Compte tenu de la gravité de la peine qui aboutit à écarter du service un agent momentanément indésirable, il paraît normal d'admettre que cette sanction est plus sévère que le déplacement d'office. Comme par ailleurs elle n'entraîne sur l'ensemble de la carrière de l'agent qui en est frappé que des conséquences limitées puisqu'elle ne peut, en toute hypothèse, excéder six mois, il convient d'admettre qu'elle est inférieure à l'abaissement d'échelon. L'exclusion temporaire de fonction devrait donc s'insérer dans l'échelle des peines disciplinaires entre le déplacement d'office et l'abaissement d'échelon.

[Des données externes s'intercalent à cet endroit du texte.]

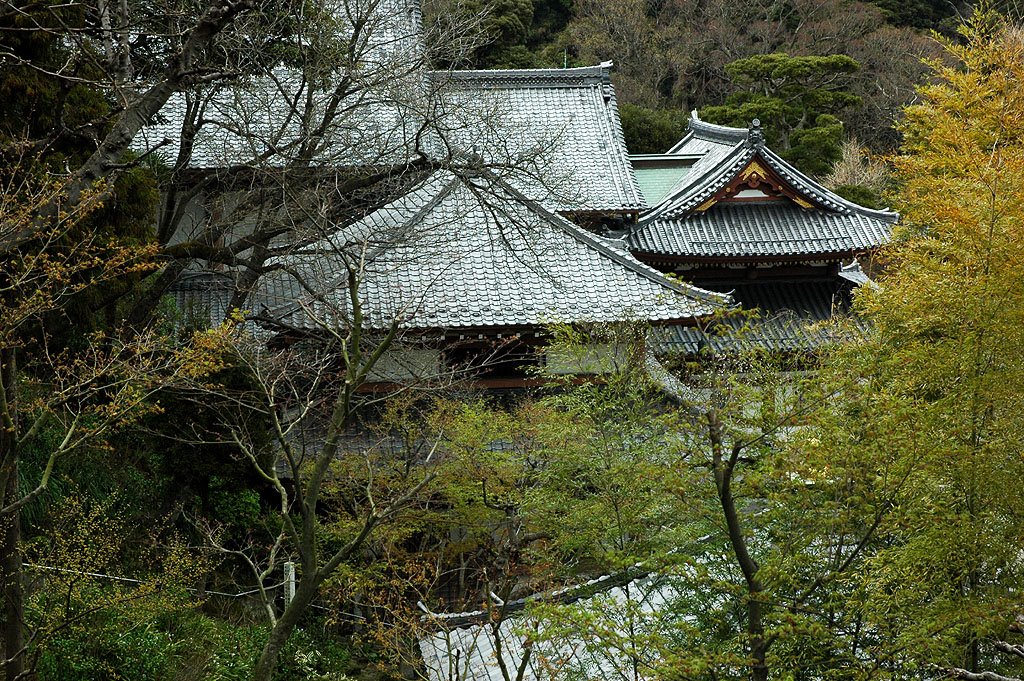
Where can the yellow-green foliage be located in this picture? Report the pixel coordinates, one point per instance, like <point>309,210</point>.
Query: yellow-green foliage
<point>943,377</point>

Il me paraît cependant nécessaire d'appeler votre attention sur le fait que la loi du 19 octobre 1946, en ne fixant aucune durée minimum à cette santion et en autorisant son application pour six mois, permet de lui donner une gravité très différente selon l'usage qui en est fait. C'est que l'exclusion temporaire d'une durée de six mois appliquée à un fonctionnaire de rang modeste constitue une sanction particulièrement sévère, cette sanction étant privative de toute rémunération.

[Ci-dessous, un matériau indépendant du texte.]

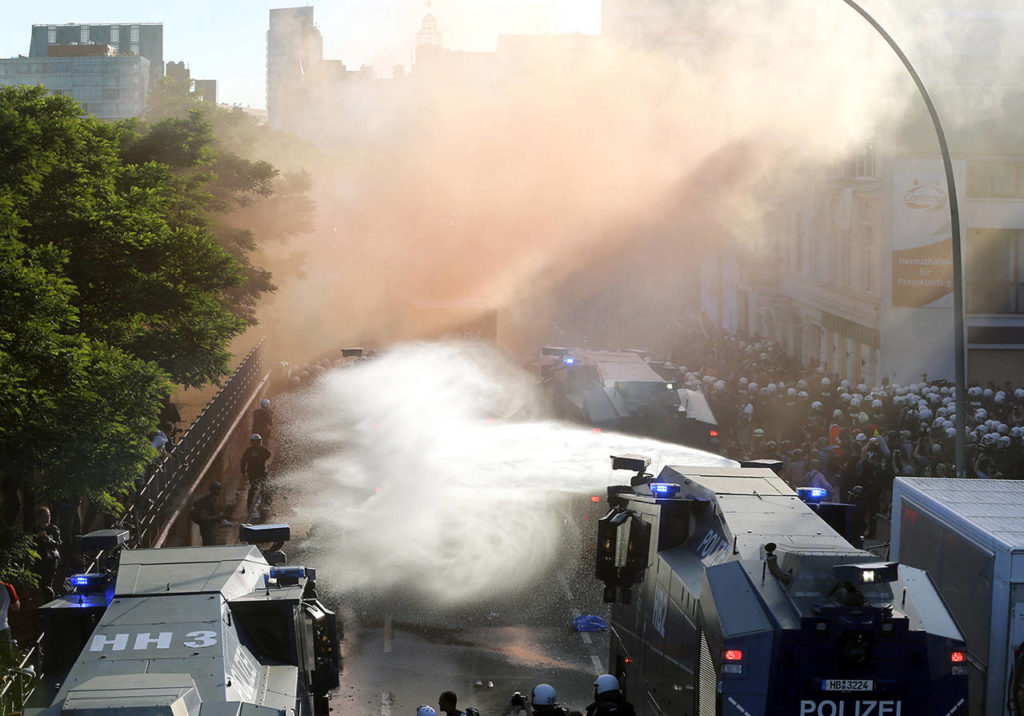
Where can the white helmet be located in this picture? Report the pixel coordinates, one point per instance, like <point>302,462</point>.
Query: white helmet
<point>544,695</point>
<point>605,683</point>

Par ailleurs, le fonctionnaire exclu temporairement n'étant pas remplacé dans son emploi, il paraît inopportun de le maintenir pendant plusieurs mois hors du service.
Il convient d'autre part de rappeler que, conformément à un avis du conseil d'État du 22 septembre 1948, porté à votre connaissance par ma circulaire 109 du 26 octobre 1948 , l'exclusion temporaire de fonctions n'emporte pas privation des « prestations familiales », mais uniquement des « suppléments pour charge de famille » prévus à l'article 31 de la loi du 19 octobre 1946.

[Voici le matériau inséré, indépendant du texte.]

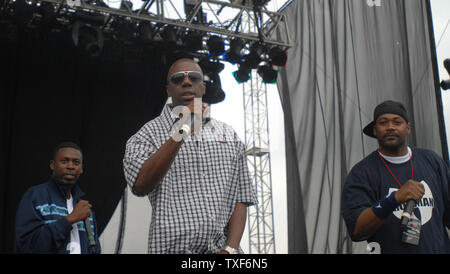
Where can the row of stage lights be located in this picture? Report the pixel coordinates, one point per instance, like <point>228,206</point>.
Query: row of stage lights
<point>89,28</point>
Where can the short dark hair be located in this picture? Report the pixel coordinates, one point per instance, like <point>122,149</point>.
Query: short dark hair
<point>66,144</point>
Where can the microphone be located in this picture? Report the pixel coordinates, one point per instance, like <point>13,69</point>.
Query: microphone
<point>91,240</point>
<point>407,212</point>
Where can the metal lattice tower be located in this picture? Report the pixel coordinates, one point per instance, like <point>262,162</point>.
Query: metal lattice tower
<point>260,217</point>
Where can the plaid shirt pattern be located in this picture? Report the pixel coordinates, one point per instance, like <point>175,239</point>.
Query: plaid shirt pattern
<point>192,205</point>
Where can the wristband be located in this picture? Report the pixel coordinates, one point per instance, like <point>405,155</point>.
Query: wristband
<point>384,207</point>
<point>185,130</point>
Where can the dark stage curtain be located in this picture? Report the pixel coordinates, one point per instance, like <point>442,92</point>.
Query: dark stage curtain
<point>53,92</point>
<point>350,56</point>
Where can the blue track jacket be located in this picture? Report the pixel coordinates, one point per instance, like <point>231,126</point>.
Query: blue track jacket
<point>41,224</point>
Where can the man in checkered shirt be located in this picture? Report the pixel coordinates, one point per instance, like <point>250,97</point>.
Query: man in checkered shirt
<point>196,177</point>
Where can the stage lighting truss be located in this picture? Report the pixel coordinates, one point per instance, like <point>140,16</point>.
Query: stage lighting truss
<point>223,18</point>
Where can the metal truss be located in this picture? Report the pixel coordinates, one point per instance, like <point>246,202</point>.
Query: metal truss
<point>260,217</point>
<point>222,18</point>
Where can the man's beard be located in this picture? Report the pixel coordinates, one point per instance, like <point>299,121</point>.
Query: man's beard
<point>392,147</point>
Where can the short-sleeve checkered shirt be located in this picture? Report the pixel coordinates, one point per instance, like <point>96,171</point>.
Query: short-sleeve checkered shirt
<point>192,205</point>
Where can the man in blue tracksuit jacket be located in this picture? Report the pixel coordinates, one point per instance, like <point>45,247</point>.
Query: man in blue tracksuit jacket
<point>50,217</point>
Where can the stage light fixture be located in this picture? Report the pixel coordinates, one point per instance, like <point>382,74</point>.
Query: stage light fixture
<point>216,45</point>
<point>209,66</point>
<point>145,31</point>
<point>193,41</point>
<point>278,57</point>
<point>88,38</point>
<point>253,59</point>
<point>445,84</point>
<point>242,75</point>
<point>22,10</point>
<point>234,55</point>
<point>268,74</point>
<point>169,34</point>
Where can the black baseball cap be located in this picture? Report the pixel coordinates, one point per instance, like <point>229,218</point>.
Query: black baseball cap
<point>383,108</point>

Enfin, il faut considérer que le temps pendant lequel un fonctionnaire a été exclu de ses fonctions ne doit pas être pris en compte, pour le calcul de son ancienneté, pour l'avancement ou la retraite.
3.5.2. Contenu
La suspension a pour objet essentiel d'écarter momentanément du service un agent dont la conduite inspire de graves suspicions, elle est essentiellement une mesure conservatoire. Il en résulte que la sanction prononcée à l'issue d'une période de suspension ne saurait avoir un effet rétroactif et que le temps durant lequel un fonctionnaire a été suspendu doit, en toute hypothèse, être pris en compte pour l'avancement et la retraite.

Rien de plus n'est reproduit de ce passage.